Furniture, bricks, bottles, roads and bread are all made in some sense; they are the result of human methods, tools and craft applied to some substrate. But they do not ever lose the character of the original substrate, and usually this is the point – we would like to see the veins of wood in fine furniture, and when we eat bread, we would like to ingest the energy, minerals and other substances that are accumulated in grains of wheat.
Products like liquid nitrogen or pure chlorine, created in laboratories, are perhaps the ones most readily called “synthetic”, or the ones that most readily would form the basis for something synthetic. This owing to their apparent lack of specific character/particularity, such as the veins of wood or the minerals in wheat. On the other hand, it is apparent that they possess such non-character only from the point of reference of atoms as the lowest level. If we take into consideration ideas from string theory or quantum mechanics, most likely the bottom level shifts and the pure chlorine no longer seems so homogenous.

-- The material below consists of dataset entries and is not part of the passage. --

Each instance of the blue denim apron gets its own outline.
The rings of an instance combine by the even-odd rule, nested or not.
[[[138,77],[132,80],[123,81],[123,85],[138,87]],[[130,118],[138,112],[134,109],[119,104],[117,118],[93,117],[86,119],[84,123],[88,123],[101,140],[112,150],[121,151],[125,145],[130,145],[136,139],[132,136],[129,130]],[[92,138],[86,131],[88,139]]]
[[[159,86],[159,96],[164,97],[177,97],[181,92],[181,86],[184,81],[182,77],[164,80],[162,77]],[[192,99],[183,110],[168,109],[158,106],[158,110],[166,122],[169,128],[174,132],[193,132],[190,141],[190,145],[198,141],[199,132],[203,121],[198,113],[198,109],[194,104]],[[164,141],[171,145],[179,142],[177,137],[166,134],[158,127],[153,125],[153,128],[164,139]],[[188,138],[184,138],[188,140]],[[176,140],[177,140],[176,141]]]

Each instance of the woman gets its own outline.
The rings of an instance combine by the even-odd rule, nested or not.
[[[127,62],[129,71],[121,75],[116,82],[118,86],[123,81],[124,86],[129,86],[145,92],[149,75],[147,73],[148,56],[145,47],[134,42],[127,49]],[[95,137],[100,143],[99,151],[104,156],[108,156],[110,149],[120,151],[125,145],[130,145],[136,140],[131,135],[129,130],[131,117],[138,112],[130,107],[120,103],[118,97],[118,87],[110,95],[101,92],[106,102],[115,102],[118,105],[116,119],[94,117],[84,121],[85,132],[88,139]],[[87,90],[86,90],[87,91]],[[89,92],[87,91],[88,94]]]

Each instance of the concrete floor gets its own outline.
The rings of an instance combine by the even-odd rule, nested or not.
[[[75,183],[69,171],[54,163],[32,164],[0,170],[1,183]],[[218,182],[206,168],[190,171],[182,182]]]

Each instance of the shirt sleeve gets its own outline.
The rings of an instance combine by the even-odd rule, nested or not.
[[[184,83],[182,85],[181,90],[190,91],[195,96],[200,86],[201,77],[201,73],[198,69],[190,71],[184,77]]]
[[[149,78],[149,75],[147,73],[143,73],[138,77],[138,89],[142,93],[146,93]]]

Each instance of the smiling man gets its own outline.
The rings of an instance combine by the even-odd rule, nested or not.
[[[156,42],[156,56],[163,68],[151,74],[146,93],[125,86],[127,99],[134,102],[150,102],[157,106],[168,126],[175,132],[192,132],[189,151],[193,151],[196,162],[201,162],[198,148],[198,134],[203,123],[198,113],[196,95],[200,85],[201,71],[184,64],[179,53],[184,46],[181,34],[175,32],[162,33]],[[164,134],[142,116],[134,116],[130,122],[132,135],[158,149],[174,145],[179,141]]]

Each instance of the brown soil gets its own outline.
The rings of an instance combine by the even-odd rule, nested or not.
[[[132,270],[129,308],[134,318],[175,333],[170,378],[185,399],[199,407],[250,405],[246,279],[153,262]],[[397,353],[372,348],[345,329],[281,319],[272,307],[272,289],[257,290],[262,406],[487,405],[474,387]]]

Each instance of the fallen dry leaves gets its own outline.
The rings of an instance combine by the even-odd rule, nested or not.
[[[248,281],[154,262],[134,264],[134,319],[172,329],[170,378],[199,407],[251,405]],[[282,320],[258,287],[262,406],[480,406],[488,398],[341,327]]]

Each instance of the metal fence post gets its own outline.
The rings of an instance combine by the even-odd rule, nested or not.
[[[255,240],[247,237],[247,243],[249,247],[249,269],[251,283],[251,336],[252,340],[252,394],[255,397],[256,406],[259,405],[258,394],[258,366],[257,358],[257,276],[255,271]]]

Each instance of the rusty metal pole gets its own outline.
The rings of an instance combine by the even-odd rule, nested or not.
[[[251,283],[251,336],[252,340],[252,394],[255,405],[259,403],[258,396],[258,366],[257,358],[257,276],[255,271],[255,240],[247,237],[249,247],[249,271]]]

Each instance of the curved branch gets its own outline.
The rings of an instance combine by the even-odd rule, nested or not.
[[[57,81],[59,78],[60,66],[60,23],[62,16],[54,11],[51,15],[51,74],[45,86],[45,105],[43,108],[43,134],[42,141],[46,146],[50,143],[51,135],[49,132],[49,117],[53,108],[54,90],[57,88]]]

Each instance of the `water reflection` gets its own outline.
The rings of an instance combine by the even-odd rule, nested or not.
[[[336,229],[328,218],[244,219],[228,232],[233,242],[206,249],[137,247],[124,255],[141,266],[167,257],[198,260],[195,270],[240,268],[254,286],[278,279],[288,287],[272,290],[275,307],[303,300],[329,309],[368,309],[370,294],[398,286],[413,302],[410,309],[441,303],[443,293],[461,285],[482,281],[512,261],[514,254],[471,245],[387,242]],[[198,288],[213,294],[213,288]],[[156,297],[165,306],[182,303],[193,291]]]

Accordingly, if we follow this line of thought to the end, as long as we have not established the bottom or ground level of nature – and it is questionable if we ever shall – all manufacture, all making and synthesis, is only a rearrangement of pre-existing specificity. Our crafts leave traces in the world, such as objects with specific properties, but do not ever bring something into existence from nothing.
Synthesis is appropriation: making is taking.